L’image d’une chaîne continue, degré après degré et anneau après anneau, est déterminante dans la façon dont nous percevons l’évolution et cela affecte notre vie quotidienne. Prenons l’exemple de la grippe, qui requiert une vaccination par an car elle évolue sans cesse pour échapper à notre système immunitaire : ce qui nous a protégé l’année dernière ne servira plus cette année. Si l’on ignore l’émergence rare – heureusement pour nous – de monstruosité comme la grippe espagnole après la Première Guerre mondiale, le virus de la grippe évolue sans arrêt. Il est généralement modélisé comme se produisant par dérive antigénique, un phénomène continu et sans à-coups qui l’emporte au hasard à travers l’espace de l’évolution, pour trouver de nouveaux endroits où se mettre à l’abri du système immunitaire.

Un récit différent de l’évolution

Mais nous ne pouvons pas nous contenter de récits anciens simplement parce que nous les trouvons confortables et familiers. Pour l’épidémiologue et théoricien Sunetra Gupta, de nombreuses maladies infectieuses – dont le virus de la grippe – évoluent via le réassemblage d’éléments anciens provenant de sources disparates, et non au cours d’une errance perpétuelle vers de nouveaux endroits. Plutôt qu’un horloger aveugle tripotant le modèle de l’année dernière – c’est la célèbre image de l’évolution de Richard Dawkins –, il s’agit plutôt de la vision d’un savant fou qui assemble chaque année, dans son laboratoire, de nouvelles créatures frankensteiniennes.

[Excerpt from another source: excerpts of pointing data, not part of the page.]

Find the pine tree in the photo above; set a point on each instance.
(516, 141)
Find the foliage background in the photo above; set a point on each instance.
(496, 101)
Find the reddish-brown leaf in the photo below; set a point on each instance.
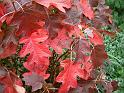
(68, 76)
(60, 4)
(98, 55)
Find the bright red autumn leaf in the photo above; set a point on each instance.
(60, 4)
(60, 42)
(68, 76)
(87, 10)
(38, 59)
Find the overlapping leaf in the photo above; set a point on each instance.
(68, 76)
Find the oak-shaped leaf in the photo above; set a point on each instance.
(68, 76)
(34, 80)
(37, 61)
(74, 13)
(98, 55)
(82, 50)
(61, 41)
(60, 4)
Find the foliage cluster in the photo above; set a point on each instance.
(54, 46)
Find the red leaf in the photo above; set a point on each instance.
(87, 10)
(38, 60)
(82, 48)
(98, 55)
(68, 76)
(34, 80)
(97, 39)
(60, 42)
(7, 81)
(8, 44)
(60, 4)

À coup sûr, le nouveau vaccin qui vous est inoculé chaque année ne ressemble pas à un anneau d’une chaîne continue. Il s’agit plus d’un mélange de A/Nouvelle-Calédonie/20/99 et de B/Shandong/7/97, élaboré à partir de souches précédentes. A Oxford, Gupta et son équipe opposent l’habituelle et confortable idée de dérive antigénique à celle d’une « épargne antigénique » concept inspiré du monde de l’économie, évoquant l’image de quelqu’un qui, dans un magazine d’occasion, farfouille pour retrouver les modèles anciens de vêtements afin d’en confectionner de nouveau. Déterminer le juste point de vue sur l’évolution du virus de la grippe fait actuellement l’objet d’études scientifiques actives et controversées.

Le fait est que les métaphores ont un pouvoir considérable en matière scientifique. Mais ce n’est pas la réalité qui nous les impose. L’importance d’images fortes pour permettre au grand public de comprendre la science ne doit pas être surévaluée. Il est arrivé que la presse mondiale nous régale d’un Late Night Double Feature Picture Show où des scientifiques déterrent les cadavres dans le permafrost arctique afin de réactiver en laboratoire le virus mortel de la grippe de 1918. Cette remarquable étude de la grippe aurait été accueillie moins en fanfare si elle ne se rattachait pas à des mythes populaires. Merci Mary Shelley !

Nous devons choisir nos métaphores avec soin, de peur d’être induits en erreur. Ainsi, la Grande chaîne du vivant, tendue à travers l’espace de l’évolution par des horlogers aveugles, avec des chaînons manquants en attente de découverte, ne nous aide pas à comprendre les maladies infectieuses.